2. Farther he says :-
The suit cannot be stricly called a suit to enforce the award, It is a suit to recover money awarded by the award and charged by the award on immoveable property, and even twelve years' limitation under Article 132 of the Limitation Act would apply.
3. This view has been controverted in a second appeal, which has been brought by the defendant. But the view taken by the First Class Subordinate Judge is very strongly supported by the Privy Council ruling in Maung Sin v. Ma Tok : (1927)29BOMLR1014 . In that case the respondent had, in 1916, obtained against the appellant, her husband, a decree in the terms of an award. The decree provided that certain properties were to remain in the possession of the defendant 'who will pay to the plaintiff annually the sum of Rs. 2,000 in the month of Kason, on default of the payment of the same (Rs. 2,000 annually) the said properties will be made over to the plaintiff.' The payments for 1923 and 1924 not having been made, the respondent applied in 1924 to execute the decree in respect of them, also by delivery of possession of the properties on the default so made, Its was held that the application was not barred as to the payments for 1923 and 1924, having regard to Clause (7) of Article 182, nor as to delivery of possession since upon the true construction of the decree the right to possession arose on a default in making any annual payment, Article 182, Clause (7), says time begins to run :-
(where the application is to enforce any payment which the decree or order directs to be made at a certain date) from such date.

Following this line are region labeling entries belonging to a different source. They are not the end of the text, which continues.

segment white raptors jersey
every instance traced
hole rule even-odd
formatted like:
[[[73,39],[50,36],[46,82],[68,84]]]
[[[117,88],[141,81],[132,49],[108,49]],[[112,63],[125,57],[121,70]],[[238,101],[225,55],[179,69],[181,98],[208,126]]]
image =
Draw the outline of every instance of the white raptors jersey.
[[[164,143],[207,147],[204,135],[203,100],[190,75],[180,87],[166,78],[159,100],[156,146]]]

4. I think that decision is directly applicable to the present case, The present suit is, in effect, to enforce a payment which the award directs to be made at certain dates, to use the language of Clause (7) of Article 182; and the view taken by their Lordships as regards the time from which limitation begins to run in the case of instalments fixed by a decree is equally applicable to the case of instalments fixed by an award. The view taken by the Subordinate Judge is, therefore, in my opinion, perfectly correct.
5. In regard to two instalments which are not within six years of the suit the First Class Subordinate Judge has held that having regard to the clear admission of the liability under the award involved in the plea of the defendant in the first suit that the mortgage had merged in the award, there was an acknowledgment of liability to pay these instalments made by the defendant on September 27, 1920, which suffices under Section 19 of the Indian Limitation Act, to save the bar of limitation even as regards those instalments. I see no sufficient reason to differ from that view.
6. As regards the applicability of Article 132, as at present advised, I can see no sufficient reason for saying that that Article would not, in fact, cover the present suit, in so far as the award itself makes these instalments a charge upon the mortgaged property, so that the suit is one to enforce payment of money charged upon an immoveable property. But I think it safer to decide the suit upon the view which has already been taken by this Court that Article 120 applies if no other Article is applicable. If Article 132 applies, then, in any case, the suit is in time. But if Article 120 applies, then also (with the aid of this acknowledgment that I have mentioned) the plaintiff's suit is in time. I would, therefore, dismiss the appeal with costs.